Katie Jerkovich | Entertainment Reporter

The three American heroes who helped stop a terror attack on a train to Paris in 2015 told “The View” that rushing the attacker was the “best option” at the time.

The heroes’ exploits is portrayed in the new film “15:17 to Paris.”

“We had nowhere to go,” former U.S. Air Force staff sergeant Spencer Stone shared.

Stone was on a backpacking trip in Europe with Anthony Sadler and U.S. Army National Guard soldier Alex Skarlatos when they boarded the train with about 500 other passengers. During the trip, they heard “a lot of commotion” and gunshots.

When they turned around to see what was happening, they saw a shirtless man holding an AK-47. That’s when the three men took their chance to disrupt the plot.

Alek Skarlatos (L-R), Anthony Sadler, and Spencer Stone, who helped thwart an attack on a French train last August, wait to be introduced during a celebration honoring them in Sacramento, California September 11, 2015. REUTERS/Max Whittaker

Alek Skarlatos (L-R), Anthony Sadler, and Spencer Stone, who helped thwart an attack on a French train last August, wait to be introduced during a celebration honoring them in Sacramento, California September 11, 2015. REUTERS/Max Whittaker

“Spencer, I have to talk to you ’cause this guy over here had the AK-47, Spencer, facing him,” Joy Behar explained. “The guy was ready to shoot you. And you went for it. Now, what is it in your personality that would make you do something like that?”
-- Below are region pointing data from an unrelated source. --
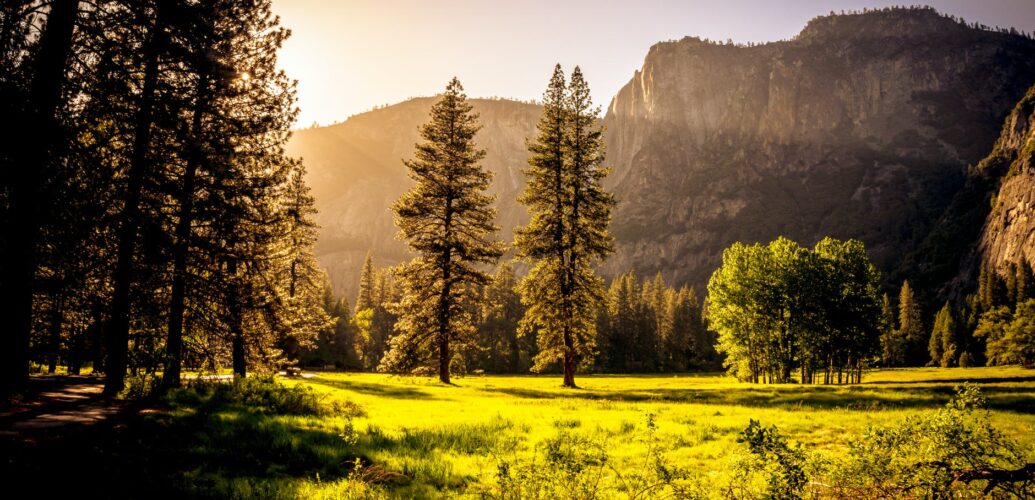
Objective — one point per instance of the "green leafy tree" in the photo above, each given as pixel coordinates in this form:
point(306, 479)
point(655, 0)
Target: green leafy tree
point(781, 306)
point(1010, 336)
point(567, 234)
point(447, 219)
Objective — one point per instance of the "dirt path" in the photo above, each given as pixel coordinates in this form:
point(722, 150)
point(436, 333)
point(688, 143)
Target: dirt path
point(55, 403)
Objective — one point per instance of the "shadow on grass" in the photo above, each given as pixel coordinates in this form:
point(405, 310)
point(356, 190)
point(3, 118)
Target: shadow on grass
point(975, 380)
point(1021, 400)
point(196, 451)
point(383, 390)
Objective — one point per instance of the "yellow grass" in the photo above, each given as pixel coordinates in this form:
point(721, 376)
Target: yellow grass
point(449, 440)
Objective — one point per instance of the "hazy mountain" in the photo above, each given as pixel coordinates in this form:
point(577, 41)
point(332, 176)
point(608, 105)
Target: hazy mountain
point(1008, 234)
point(862, 126)
point(356, 173)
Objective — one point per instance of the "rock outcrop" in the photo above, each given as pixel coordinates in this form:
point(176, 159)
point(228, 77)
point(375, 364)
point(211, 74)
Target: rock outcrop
point(861, 126)
point(1008, 235)
point(356, 172)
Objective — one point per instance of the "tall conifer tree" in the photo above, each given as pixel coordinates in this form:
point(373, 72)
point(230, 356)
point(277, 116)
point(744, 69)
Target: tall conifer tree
point(447, 219)
point(567, 234)
point(910, 326)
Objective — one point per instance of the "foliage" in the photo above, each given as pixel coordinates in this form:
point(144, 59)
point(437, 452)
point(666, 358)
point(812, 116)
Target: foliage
point(263, 394)
point(781, 465)
point(942, 345)
point(1010, 335)
point(781, 306)
point(650, 326)
point(447, 219)
point(953, 452)
point(567, 233)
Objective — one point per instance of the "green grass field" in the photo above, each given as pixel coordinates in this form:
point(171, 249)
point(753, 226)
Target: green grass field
point(337, 435)
point(430, 439)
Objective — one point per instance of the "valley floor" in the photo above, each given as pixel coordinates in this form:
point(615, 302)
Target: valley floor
point(493, 435)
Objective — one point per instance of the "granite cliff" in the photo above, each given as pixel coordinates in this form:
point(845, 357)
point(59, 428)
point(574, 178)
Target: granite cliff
point(356, 172)
point(861, 126)
point(865, 125)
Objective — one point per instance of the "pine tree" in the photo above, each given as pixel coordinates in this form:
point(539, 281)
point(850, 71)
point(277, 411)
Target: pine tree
point(942, 345)
point(568, 230)
point(364, 299)
point(910, 325)
point(447, 219)
point(891, 347)
point(29, 149)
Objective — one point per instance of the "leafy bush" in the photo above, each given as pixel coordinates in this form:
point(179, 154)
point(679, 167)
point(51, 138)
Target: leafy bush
point(263, 394)
point(570, 465)
point(782, 466)
point(953, 452)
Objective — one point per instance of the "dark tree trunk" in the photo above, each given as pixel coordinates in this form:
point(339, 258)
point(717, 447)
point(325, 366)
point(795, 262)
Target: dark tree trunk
point(57, 315)
point(177, 305)
point(569, 362)
point(444, 358)
point(236, 323)
point(32, 157)
point(240, 364)
point(76, 352)
point(117, 334)
point(514, 352)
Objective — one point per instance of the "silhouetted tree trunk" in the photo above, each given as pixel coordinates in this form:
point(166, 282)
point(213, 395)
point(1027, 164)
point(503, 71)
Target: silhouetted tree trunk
point(236, 321)
point(32, 158)
point(57, 314)
point(117, 334)
point(174, 343)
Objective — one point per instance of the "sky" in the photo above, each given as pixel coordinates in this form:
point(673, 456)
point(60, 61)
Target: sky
point(350, 56)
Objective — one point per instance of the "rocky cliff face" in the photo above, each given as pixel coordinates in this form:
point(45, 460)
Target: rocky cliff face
point(356, 172)
point(1008, 235)
point(861, 126)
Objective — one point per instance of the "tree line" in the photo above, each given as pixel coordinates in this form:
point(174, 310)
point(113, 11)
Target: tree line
point(781, 310)
point(643, 326)
point(152, 219)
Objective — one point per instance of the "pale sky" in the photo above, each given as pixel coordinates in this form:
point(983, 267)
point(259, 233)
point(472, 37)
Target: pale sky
point(350, 56)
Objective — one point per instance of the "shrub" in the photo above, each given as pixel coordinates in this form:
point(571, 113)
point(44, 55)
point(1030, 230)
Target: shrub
point(263, 394)
point(954, 452)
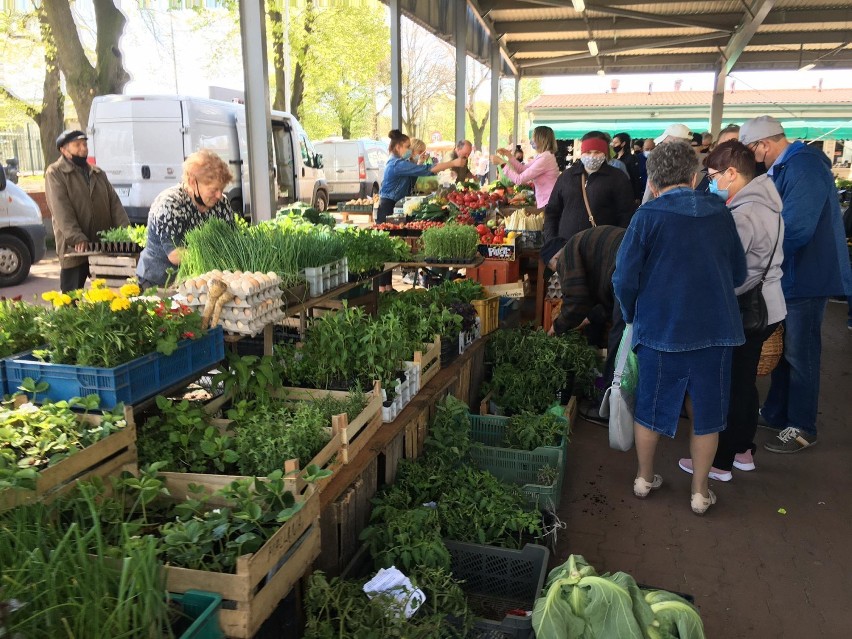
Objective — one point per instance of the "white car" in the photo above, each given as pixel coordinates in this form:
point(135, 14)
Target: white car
point(353, 168)
point(22, 233)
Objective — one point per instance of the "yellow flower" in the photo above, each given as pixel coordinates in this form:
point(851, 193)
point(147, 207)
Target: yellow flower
point(129, 290)
point(99, 295)
point(119, 304)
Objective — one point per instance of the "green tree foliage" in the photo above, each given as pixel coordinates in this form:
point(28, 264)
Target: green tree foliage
point(338, 60)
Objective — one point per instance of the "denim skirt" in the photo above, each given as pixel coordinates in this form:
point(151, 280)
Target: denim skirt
point(666, 378)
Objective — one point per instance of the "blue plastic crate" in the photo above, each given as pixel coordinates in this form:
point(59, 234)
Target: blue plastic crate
point(128, 383)
point(203, 608)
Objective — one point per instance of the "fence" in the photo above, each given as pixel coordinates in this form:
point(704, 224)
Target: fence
point(24, 145)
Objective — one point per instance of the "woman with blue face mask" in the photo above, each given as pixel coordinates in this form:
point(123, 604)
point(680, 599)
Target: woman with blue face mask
point(756, 207)
point(400, 175)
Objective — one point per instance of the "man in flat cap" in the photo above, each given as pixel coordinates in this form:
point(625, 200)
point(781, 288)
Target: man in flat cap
point(815, 267)
point(82, 203)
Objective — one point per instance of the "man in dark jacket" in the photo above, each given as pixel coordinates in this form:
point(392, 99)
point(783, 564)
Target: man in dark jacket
point(585, 271)
point(816, 266)
point(607, 190)
point(82, 202)
point(621, 145)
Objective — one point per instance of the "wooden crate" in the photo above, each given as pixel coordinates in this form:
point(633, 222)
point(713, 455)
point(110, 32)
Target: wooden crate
point(343, 520)
point(389, 459)
point(353, 436)
point(262, 579)
point(115, 269)
point(106, 457)
point(415, 433)
point(489, 313)
point(429, 361)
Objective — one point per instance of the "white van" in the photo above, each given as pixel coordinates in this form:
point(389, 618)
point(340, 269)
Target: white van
point(22, 233)
point(354, 168)
point(141, 142)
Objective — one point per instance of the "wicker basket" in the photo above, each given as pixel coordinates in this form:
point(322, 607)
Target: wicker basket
point(771, 353)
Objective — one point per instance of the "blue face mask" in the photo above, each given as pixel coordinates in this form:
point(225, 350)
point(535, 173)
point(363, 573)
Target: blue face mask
point(715, 190)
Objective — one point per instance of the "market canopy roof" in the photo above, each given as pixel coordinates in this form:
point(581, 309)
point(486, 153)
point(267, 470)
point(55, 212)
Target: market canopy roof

“A lot of people call me crazy and I think that’s a little partially true,” Stone responded. “Really in the situation, we had nowhere to go. You’re going 200 miles an hour on a train in the middle of the countryside. He’s got an automatic weapon.”

“There’s barely anywhere to run to,” he added. “So, to me at the time, it was just the best option, and I looked down the aisle and saw he was kind of fumbling with the rifle and so I said, this is our moment, we got to go now.”

“And luckily what happened? It jammed, right?” Behar asked.

“He pointed and fired at me, and the gun worked fine. It was just bad ammunition,” Stone explained.

Clint Eastwood directed the film. The three worked with the director as technical advisers on the film, until he decided to put them in the movie to play themselves.

Sadler shared during his appearance, that three weeks before filming on the movie was about to start, Eastwood told the guys he wanted them to play themselves in the movie. Several other passengers, cops and medical personnel on board the train that day also play themselves in the film, Eastwood shared earlier this week on “Jimmy Kimmel Live.”

“15:17 to Paris” is scheduled to hit theaters Friday.